As New York businesses navigate reopening following the statewide pause, I visited Bethany Haswell to find out what’s involved in operating a retail store during an active pandemic. Haswell owns Stomping Grounds, which has been open in downtown Geneva for a decade.
"It has a vintage vibe that kind of informs what the sales floor looks like," says Haswell. "We sell new and used books. We do fine art printing. We do custom picture framing. And we have gifts that we hope will put a smile on your face."
Stomping Grounds actually closed about a week before Governor Cuomo mandated the closure of non-essential businesses across the state. For several months, Haswell focused her efforts on the store’s presence on Etsy. She also converted the store’s largely informational website into an e-commerce page.
"We had a Web site because we needed to have a Web site," says Haswell, "but I had never used it as a powerful marketing tool that it could be."
Once Stomping Grounds was allowed to reopen in Phase 2, Haswell waited a few weeks to reopen while some of her vendors started shipping again. When she did reopen, customers returned immediately.
"We felt very welcomed back by the community," said Haswell.
"Well, to tell you the truth," says Haswell, "we have been so busy at the store that there have been times when definitely feeling overcapacity in here in terms of being able to manage social distancing."
Haswell thinks is a time not only to react to the necessities of the pandemic, but to rethink what a retail store can be.
For Stomping Grounds, that means shopping by appointment. Hawell is accepting appointments from groups of up to four who will have the entire store to themselves. She says that she hopes to create an experience for her customers that is calm and where they can receive her complete attention.
And, it should free her up to work on further reimagining the space.

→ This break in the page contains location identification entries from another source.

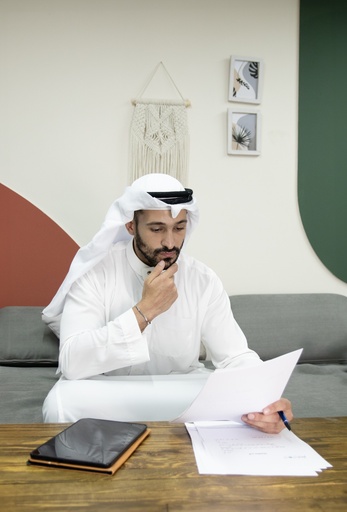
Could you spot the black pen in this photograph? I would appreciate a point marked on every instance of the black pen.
(284, 419)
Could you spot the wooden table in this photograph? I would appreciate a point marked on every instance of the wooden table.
(162, 476)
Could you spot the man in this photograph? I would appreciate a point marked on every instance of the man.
(132, 314)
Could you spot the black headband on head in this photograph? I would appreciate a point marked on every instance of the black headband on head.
(179, 197)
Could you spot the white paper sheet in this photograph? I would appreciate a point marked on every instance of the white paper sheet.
(230, 393)
(229, 448)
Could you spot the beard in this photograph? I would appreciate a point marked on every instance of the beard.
(152, 256)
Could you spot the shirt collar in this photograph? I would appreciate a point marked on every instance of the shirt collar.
(136, 264)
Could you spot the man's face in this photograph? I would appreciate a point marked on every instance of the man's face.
(157, 236)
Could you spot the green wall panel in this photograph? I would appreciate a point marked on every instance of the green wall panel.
(322, 157)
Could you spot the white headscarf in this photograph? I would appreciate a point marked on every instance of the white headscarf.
(113, 230)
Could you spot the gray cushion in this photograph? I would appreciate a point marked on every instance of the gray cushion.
(23, 391)
(318, 390)
(276, 324)
(24, 339)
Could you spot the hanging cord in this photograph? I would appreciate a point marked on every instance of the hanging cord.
(162, 101)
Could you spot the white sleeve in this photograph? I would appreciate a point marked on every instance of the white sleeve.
(91, 344)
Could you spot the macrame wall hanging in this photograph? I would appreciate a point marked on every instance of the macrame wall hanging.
(159, 139)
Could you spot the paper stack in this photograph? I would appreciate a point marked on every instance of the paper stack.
(229, 448)
(223, 444)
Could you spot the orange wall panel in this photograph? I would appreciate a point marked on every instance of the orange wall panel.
(35, 252)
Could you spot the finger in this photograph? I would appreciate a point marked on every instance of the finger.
(171, 270)
(280, 405)
(270, 424)
(156, 271)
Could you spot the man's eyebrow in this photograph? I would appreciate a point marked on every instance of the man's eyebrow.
(158, 223)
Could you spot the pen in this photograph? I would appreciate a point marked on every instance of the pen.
(284, 419)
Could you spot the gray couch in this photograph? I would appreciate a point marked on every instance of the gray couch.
(273, 324)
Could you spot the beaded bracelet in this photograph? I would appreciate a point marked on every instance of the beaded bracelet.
(144, 316)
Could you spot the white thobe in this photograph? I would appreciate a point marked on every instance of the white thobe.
(102, 345)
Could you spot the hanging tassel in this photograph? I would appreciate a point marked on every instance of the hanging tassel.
(159, 138)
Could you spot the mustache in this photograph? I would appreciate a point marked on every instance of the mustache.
(166, 249)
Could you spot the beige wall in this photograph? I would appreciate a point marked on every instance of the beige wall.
(69, 70)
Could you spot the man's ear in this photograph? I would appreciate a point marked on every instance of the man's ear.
(130, 227)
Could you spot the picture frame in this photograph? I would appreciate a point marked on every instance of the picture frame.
(243, 132)
(246, 78)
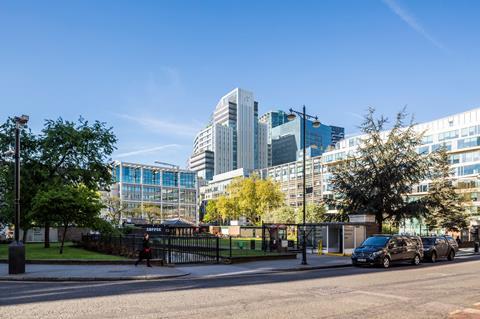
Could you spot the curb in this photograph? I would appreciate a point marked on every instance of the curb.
(90, 279)
(156, 262)
(311, 268)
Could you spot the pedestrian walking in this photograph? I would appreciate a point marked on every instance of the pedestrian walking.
(146, 252)
(459, 241)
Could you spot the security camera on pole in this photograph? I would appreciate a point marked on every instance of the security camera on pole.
(16, 250)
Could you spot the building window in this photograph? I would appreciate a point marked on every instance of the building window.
(170, 178)
(447, 135)
(187, 180)
(131, 175)
(468, 142)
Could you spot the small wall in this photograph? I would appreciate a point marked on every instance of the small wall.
(73, 233)
(37, 235)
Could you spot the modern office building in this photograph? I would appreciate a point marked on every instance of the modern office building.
(287, 139)
(172, 189)
(218, 187)
(459, 133)
(234, 136)
(290, 178)
(272, 119)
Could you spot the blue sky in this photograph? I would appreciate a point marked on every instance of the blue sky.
(154, 70)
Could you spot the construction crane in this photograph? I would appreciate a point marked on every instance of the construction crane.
(168, 164)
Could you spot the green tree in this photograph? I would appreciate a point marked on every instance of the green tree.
(65, 153)
(31, 177)
(281, 215)
(212, 213)
(250, 197)
(151, 212)
(115, 208)
(377, 179)
(446, 208)
(74, 154)
(69, 205)
(314, 214)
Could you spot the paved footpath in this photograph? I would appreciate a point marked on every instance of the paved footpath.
(91, 273)
(441, 290)
(39, 272)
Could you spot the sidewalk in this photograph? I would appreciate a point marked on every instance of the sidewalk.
(466, 252)
(314, 262)
(36, 272)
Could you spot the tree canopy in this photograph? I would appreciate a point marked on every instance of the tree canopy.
(376, 179)
(250, 197)
(446, 207)
(64, 154)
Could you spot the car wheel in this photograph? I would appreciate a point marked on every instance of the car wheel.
(451, 256)
(416, 260)
(386, 262)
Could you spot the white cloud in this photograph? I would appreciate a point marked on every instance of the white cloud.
(162, 126)
(149, 150)
(413, 23)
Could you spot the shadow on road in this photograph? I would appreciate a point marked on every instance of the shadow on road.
(15, 293)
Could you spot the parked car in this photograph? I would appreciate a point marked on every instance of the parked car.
(383, 250)
(436, 247)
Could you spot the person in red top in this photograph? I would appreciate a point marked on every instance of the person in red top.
(146, 252)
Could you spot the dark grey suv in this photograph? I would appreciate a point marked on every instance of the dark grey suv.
(439, 247)
(382, 250)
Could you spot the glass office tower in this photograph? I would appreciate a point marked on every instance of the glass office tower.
(173, 190)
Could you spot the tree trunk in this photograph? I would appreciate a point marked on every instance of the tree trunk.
(65, 228)
(47, 235)
(379, 225)
(24, 236)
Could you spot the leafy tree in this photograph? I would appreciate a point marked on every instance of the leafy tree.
(74, 154)
(69, 205)
(115, 208)
(249, 197)
(281, 215)
(30, 174)
(446, 207)
(212, 213)
(377, 178)
(314, 214)
(65, 153)
(152, 212)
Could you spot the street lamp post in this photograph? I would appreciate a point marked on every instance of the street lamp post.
(16, 250)
(315, 124)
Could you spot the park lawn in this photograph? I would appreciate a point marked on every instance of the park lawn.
(36, 251)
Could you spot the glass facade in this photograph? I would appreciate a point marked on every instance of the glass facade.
(174, 191)
(187, 180)
(169, 178)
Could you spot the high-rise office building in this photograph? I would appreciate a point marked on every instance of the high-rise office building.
(287, 139)
(459, 133)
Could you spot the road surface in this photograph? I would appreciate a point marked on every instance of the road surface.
(403, 291)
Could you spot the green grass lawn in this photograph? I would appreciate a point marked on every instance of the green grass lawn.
(36, 251)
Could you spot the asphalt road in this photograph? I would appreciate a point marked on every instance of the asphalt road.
(403, 291)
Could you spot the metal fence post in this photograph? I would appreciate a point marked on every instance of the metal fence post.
(169, 251)
(218, 249)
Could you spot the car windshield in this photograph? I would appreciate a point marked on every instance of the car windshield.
(379, 241)
(428, 241)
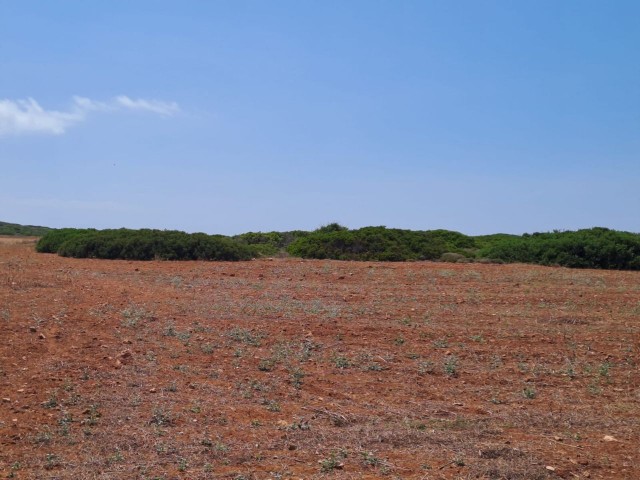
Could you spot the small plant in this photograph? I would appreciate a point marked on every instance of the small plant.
(52, 402)
(440, 343)
(334, 462)
(245, 336)
(133, 314)
(296, 378)
(451, 366)
(426, 368)
(51, 461)
(161, 417)
(272, 406)
(172, 387)
(370, 460)
(266, 365)
(341, 362)
(604, 369)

"I'll be able to really highlight and feature some of the amazing imagery that we have in our digital archive," says Haswell. "I'll be able to do installations from local artists and exhibitions of things that go according to themes such as Botany. I'm working on medicine because of the big archive of antique and vintage imagery that we have. It can be almost a history exhibit and an art exhibit combined into one."
Which is not to say that Stomping Grounds would never be open for regular hours. Haswell thinks a monthly opening, much like a gallery exhibit is something she’s considering. The gallery model is only one that informs her current thinking about Stomping Grounds.
"You've always been by appointment with your lawyer, with your doctor, with your insurance agent, with your hairdresser," says Haswell. "Now it's just time to maybe think about appointment retail."
For now, it does take some education for Haswell to let her customers know that appointments are the way to go.
"I've had people worried that that it's going to be an inconvenience to me if I have to open the store just for them," says Haswell. "That's that's not my thinking. My thinking is I want my store open just for them. That's the point of doing this, that my store can be open just for them."
Stomping Grounds is located on Seneca Street in downtown Geneva and online at stompinggrounds.com.